After the re-opening, the files we copied back to work around the issue would be deleted in a normal way in compaction later.

We are using version 6.15.5.  My impression is the shutdown of the DB makes the deletion incomplete.  It deleted the files but somewhere the metadata was not updated.  The re-opening thought those files should still be available. Please advice and check the codes to see if any race condition during the shutdown can cause this issue. Thanks!!  

xunlai avatar Jan 22 '22 01:01 xunlai

This is not expected to happen. We only delete files who we've already marked being deleted in manifest. When you dump your manifest file, how does it mention file 48510? I assume some tail record of file deletion is missing?

siying avatar Jan 25 '22 20:01 siying

The ldb command shows the manifest file doesn't contain the four deleted files (48510 is one of them) mentioned in the LOG file.

xunlai avatar Jan 28 '22 16:01 xunlai

This might be related to #10258

dparrella avatar Sep 07 '22 18:09 dparrella

It also happens for us - Can't access /000041.sst: IO error: No such file or directorywhile stat a file for size:

btiwana12 avatar Jun 24 '23 00:06 btiwana12

We are having exactly this issue now and then.

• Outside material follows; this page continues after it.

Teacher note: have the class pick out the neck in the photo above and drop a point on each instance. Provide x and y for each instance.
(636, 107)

2023/09/20-10:33:12.764015 28c4 RocksDB version: 6.3.6 ... 2023/09/20-10:33:12.780438 28c4 [ERROR] [version_set.cc:1937] Unable to load table properties for file 2301 --- IO error: No such file or directoryNewRandomAccessFile failed to Create/Open: C:\Data\000/002301.sst: The system cannot find the file specified.

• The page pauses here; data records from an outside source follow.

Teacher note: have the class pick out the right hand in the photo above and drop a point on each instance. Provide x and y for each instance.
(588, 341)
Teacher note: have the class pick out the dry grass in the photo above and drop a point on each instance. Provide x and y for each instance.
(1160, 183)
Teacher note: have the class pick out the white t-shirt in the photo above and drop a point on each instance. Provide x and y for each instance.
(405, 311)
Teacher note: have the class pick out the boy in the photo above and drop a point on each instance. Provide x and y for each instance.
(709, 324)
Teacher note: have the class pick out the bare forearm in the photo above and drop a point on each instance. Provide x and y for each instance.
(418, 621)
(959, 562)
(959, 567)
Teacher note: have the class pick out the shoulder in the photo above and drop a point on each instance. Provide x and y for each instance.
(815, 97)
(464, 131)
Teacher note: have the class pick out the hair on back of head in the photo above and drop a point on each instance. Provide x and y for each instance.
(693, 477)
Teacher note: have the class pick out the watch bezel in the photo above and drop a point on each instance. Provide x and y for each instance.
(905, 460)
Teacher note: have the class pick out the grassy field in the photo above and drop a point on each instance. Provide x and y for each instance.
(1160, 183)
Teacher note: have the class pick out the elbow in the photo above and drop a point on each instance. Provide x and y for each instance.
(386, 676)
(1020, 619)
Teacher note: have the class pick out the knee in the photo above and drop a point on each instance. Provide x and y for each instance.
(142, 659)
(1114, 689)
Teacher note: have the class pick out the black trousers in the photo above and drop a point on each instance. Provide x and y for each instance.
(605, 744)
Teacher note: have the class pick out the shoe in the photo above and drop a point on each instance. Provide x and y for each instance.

This is serious, as it stops production environments from starting. Takes some time to analyze and find the workaround. Finally restoring the file from backup. Leading to several hours of downtime in production. This has occured several times during the last years, in different client production environments. It must be a high priority issue to solve, as it degrades the confidence in RocksDB. Making people think RocksDB is loosing files and data at random. I know this is not true, but others get this impression giving RocksDB bad reputation.

It seems to happen at Database Close. Maybe only in Windows Environments? Is there any way of doing the Close in a safer manner. Like detecting if a Compaction (or other RocksDB task) is in progress and wait for it to finish before calling DB Close ? Do you have any recommendation regarding a safer way to Close the DB to avoid this issue?

sweutv avatar Sep 21 '23 09:09 sweutv